(Bangkok) – Burma’s national government should immediately and impartially investigate reports of sectarian killings in western Burma, Human Rights Watch said today.
Violence primarily by ethnic Arakanese Buddhists against Rohingya Muslims in Du Chee Yar Tan village in the Maungdaw township of Arakan State resulted in an least four dozen deaths, according to the Office of the United Nations High Commissioner for Human Rights. The violence began on January 9, 2014, when Arakanese villagers attacked and killed eight Rohingya who were allegedly being smuggled through the area, which is close to the Bangladesh border. The UN reported that on January 13, Rohingya villagers captured and killed a police sergeant, after which local police and Arakanese attacked and killed at least 40 Rohingya men, women, and children. Humanitarian organizations have said that they have treated a number of Rohingya from the area who had gunshot, knife, and machete wounds.
“The Burmese authorities need to promptly and transparently investigate this deadly violence, prosecute those responsible, and ensure aid gets to those in need,” said Phil Robertson, deputy Asia director. “Official discrimination against the Rohingya population and impunity for past abuses has created a fertile ground for new atrocities to take place.”
Villagers from Du Chee Yar Tan fled after the attacks. The authorities have prevented the media from going to the area, making reporting difficult. The situation around Du Chee Yar Tan remains tense.
Reports received by Human Rights Watch say that police authorities have orally issued a blanket order permitting the arrest of all Rohingya men and boys over the age of 10 in the area. In the event such an order has been issued, it should be rescinded immediately and authorities should act to ensure the safety of the entire population in the area.
The government’s immediate response to reports of the killings suggested that they were not being taken seriously. Last week, Ye Htut, the President’s Office spokesman, dismissed initial reports of the violence. A visit to the area by Arakan State authorities and police commanders on January 22 also denied the extent of the violence.

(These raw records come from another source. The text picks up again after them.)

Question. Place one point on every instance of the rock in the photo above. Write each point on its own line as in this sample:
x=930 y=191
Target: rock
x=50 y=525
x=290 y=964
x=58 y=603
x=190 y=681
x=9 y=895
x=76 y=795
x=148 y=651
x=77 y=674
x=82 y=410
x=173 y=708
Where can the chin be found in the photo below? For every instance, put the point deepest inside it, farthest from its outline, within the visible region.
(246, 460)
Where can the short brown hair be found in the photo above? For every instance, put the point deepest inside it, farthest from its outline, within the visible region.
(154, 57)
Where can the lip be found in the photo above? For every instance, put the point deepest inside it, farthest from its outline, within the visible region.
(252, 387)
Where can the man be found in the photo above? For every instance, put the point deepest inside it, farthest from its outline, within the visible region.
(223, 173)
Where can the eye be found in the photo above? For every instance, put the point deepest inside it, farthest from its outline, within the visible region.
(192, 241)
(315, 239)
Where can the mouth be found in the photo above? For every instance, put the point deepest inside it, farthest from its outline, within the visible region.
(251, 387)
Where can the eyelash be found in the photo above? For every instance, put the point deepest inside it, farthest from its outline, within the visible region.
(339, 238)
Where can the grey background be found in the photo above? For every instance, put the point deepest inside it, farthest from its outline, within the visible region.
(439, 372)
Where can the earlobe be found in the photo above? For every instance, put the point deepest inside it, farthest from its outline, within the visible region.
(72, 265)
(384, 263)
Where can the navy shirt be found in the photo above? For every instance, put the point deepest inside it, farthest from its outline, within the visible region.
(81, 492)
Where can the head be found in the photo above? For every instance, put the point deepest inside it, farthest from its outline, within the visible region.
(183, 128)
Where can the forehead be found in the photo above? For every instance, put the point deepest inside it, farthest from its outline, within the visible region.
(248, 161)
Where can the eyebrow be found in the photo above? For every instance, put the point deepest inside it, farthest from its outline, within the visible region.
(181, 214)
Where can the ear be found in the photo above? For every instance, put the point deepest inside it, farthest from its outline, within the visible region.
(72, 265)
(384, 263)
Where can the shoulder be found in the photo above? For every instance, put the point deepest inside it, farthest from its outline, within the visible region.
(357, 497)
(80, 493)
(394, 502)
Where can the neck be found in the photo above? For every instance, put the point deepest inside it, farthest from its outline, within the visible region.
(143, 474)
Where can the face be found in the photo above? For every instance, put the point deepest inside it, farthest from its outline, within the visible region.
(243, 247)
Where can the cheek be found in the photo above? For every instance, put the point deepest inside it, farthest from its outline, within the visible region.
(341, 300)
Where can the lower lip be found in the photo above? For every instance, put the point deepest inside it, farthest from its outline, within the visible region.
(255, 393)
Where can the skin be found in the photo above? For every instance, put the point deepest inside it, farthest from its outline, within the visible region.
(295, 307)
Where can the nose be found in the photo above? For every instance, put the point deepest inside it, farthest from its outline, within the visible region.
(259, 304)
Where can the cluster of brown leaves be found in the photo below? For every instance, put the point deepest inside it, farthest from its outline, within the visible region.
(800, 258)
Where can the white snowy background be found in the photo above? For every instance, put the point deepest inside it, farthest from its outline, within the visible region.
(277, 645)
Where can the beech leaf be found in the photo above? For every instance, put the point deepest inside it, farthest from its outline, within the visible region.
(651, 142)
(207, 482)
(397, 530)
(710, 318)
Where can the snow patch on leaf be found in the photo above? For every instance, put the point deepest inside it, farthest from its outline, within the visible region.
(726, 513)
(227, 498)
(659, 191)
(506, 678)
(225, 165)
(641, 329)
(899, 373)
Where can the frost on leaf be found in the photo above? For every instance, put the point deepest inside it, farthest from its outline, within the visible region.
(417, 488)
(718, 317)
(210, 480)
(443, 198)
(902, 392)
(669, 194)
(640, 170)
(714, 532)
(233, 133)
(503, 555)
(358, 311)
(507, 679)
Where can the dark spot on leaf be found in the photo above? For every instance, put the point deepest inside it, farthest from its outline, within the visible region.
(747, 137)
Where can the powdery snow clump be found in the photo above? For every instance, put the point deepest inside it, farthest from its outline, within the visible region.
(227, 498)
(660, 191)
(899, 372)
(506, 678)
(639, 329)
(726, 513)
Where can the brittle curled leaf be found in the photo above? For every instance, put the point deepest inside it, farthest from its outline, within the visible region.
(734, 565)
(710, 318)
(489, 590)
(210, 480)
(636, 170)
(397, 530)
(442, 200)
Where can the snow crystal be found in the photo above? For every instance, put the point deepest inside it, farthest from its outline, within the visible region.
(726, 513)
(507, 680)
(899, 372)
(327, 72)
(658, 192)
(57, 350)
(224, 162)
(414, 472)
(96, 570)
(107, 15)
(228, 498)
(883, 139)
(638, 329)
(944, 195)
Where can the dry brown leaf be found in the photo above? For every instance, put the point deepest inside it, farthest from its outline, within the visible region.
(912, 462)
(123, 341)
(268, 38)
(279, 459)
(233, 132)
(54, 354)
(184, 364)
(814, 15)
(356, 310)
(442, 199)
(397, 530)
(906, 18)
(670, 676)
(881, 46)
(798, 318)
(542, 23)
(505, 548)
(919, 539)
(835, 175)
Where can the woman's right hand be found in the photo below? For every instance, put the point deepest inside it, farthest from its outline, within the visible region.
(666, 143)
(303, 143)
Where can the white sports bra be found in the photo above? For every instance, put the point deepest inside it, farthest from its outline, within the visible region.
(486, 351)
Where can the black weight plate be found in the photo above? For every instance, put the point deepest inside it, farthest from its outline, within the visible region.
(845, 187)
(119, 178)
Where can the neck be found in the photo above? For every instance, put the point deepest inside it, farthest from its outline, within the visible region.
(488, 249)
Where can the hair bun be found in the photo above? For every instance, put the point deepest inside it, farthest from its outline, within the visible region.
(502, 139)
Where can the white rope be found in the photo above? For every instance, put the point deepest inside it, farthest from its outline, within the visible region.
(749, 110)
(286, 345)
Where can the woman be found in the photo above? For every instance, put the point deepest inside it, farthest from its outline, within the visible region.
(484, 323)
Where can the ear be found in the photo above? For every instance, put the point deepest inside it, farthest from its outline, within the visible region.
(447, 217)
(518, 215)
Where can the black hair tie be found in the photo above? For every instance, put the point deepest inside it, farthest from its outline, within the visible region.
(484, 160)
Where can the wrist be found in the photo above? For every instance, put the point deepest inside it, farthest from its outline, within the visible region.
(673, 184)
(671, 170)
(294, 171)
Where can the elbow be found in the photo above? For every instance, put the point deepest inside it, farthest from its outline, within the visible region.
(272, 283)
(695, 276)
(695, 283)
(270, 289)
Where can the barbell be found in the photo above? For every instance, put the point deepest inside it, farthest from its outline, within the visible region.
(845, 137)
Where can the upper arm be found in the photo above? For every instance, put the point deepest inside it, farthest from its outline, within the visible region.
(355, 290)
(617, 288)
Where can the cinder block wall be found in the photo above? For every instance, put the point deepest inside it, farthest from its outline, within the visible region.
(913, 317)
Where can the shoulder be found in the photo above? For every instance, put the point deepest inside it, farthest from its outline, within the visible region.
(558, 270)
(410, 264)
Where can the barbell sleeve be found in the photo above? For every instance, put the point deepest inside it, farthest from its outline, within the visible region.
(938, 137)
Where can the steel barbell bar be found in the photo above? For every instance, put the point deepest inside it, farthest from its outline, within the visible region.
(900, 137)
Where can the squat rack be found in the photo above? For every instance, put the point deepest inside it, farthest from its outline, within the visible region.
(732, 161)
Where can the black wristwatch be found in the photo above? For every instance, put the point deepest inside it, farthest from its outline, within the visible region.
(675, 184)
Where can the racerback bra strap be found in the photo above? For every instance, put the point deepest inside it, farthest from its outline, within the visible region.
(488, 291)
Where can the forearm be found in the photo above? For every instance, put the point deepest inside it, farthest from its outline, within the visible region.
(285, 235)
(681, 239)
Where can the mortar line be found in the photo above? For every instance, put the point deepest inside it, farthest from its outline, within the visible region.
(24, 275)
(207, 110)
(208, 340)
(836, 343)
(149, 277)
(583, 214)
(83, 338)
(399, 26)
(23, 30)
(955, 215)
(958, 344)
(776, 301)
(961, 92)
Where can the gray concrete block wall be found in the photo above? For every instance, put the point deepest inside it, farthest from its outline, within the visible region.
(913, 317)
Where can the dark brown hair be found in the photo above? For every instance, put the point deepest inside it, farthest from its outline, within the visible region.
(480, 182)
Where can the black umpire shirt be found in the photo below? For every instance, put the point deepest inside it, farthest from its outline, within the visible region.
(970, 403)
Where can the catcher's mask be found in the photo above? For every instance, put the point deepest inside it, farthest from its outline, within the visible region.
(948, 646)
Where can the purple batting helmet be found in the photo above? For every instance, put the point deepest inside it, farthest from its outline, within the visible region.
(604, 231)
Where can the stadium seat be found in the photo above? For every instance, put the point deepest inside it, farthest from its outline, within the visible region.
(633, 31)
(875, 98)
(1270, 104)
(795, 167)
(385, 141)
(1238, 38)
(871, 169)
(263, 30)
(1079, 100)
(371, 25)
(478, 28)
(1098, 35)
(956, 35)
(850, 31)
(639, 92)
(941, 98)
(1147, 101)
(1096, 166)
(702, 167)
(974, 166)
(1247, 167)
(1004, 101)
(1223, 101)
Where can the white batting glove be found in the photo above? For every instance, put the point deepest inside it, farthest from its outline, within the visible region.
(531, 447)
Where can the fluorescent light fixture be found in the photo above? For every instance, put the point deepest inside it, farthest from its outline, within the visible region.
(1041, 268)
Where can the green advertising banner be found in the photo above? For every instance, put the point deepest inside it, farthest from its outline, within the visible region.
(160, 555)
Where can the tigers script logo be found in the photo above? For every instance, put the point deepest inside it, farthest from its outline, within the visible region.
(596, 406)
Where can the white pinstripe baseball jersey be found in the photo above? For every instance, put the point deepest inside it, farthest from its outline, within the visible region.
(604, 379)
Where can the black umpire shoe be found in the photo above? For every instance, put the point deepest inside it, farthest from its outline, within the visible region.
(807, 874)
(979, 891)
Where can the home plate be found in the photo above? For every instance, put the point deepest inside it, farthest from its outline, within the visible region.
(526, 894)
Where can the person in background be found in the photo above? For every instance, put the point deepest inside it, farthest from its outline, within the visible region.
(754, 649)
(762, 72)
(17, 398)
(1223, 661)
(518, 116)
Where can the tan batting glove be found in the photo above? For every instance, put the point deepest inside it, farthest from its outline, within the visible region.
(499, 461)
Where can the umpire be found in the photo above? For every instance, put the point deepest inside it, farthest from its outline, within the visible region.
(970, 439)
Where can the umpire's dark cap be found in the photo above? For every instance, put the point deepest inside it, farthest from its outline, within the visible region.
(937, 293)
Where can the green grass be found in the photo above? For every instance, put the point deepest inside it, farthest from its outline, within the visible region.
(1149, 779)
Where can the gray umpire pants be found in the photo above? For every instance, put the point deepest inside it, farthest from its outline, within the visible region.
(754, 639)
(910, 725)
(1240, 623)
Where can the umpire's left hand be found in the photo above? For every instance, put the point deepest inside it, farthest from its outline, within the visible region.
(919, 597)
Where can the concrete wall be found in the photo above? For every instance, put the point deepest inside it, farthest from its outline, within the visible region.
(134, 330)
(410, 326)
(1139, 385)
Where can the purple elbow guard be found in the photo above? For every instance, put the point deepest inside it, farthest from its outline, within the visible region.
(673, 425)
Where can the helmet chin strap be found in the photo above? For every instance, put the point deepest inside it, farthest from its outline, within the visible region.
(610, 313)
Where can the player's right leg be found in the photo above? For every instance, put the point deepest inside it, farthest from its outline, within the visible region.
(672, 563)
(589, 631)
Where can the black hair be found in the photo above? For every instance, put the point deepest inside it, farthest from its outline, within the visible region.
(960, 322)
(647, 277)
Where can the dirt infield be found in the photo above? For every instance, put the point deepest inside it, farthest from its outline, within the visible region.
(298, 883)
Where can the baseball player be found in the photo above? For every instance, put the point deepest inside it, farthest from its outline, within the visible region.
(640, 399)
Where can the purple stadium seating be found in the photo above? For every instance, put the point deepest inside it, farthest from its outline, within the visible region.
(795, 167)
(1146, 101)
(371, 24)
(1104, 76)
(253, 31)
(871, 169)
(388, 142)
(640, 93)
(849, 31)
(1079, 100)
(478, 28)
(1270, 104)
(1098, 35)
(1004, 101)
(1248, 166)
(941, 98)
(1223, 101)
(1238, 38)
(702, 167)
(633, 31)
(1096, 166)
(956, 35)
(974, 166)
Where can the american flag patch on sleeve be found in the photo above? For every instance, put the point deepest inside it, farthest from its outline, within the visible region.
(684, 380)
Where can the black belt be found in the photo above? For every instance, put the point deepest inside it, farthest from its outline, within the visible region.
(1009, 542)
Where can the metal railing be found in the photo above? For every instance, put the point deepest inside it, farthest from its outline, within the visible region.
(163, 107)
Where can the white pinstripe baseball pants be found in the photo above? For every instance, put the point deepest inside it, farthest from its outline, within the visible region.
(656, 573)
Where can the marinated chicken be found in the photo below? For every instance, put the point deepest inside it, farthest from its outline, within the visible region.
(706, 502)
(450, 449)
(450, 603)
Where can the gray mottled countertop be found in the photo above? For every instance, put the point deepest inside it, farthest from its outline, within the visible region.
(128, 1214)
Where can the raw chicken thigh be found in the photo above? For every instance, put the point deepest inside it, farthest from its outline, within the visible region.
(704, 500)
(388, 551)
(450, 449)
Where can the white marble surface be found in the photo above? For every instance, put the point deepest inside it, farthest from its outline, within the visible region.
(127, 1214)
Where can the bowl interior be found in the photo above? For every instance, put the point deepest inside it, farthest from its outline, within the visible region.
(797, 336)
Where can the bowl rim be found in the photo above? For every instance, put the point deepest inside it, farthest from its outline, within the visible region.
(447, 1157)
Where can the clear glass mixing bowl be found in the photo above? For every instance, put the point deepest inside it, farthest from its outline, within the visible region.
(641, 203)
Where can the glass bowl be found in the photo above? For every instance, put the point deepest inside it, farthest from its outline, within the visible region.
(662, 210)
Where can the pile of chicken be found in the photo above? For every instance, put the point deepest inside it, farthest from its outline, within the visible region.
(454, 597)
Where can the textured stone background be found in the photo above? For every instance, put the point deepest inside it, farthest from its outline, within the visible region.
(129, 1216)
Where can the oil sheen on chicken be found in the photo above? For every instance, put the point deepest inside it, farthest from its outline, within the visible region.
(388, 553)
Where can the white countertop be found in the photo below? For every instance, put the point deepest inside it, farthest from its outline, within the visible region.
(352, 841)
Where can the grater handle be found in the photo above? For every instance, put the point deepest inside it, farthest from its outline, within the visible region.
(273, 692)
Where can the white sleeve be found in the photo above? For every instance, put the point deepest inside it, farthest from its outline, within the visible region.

Human Rights Watch’s investigations into violence in Arakan State in June and October 2012 found evidence that security forces and members of Arakanese groups committed crimes against humanity in a campaignof “ethnic cleansing.” More than 180,000 Rohingya remain internally displaced today and many others have fled the country. A government-appointed commission conducted an inquiry and released its findings in April 2013. Those findings failed to address accountability for the violence and most of the commission’s other recommendations have also not been implemented.
President Thein Sein and national-level security officials should take immediate steps to prevent further violence, including by deploying security forces under national government command and control.
The national government should order local-level authorities to lift all restrictions on the rights of the Rohingya community, including on freedom of movement, employment, religion, marriage, and access to health care. It should also immediately lift restrictions on access by UN and other international humanitarian agencies to the area to provide urgently needed humanitarian assistance, as called for by senior UN officials.
“Official denials of violence send the message to abusive local authorities that attacks against Rohingya will be ignored,” Robertson said. “The national government should take control of the situation and ensure security and protection of rights in an impartial manner, with a priority on preventing violence.”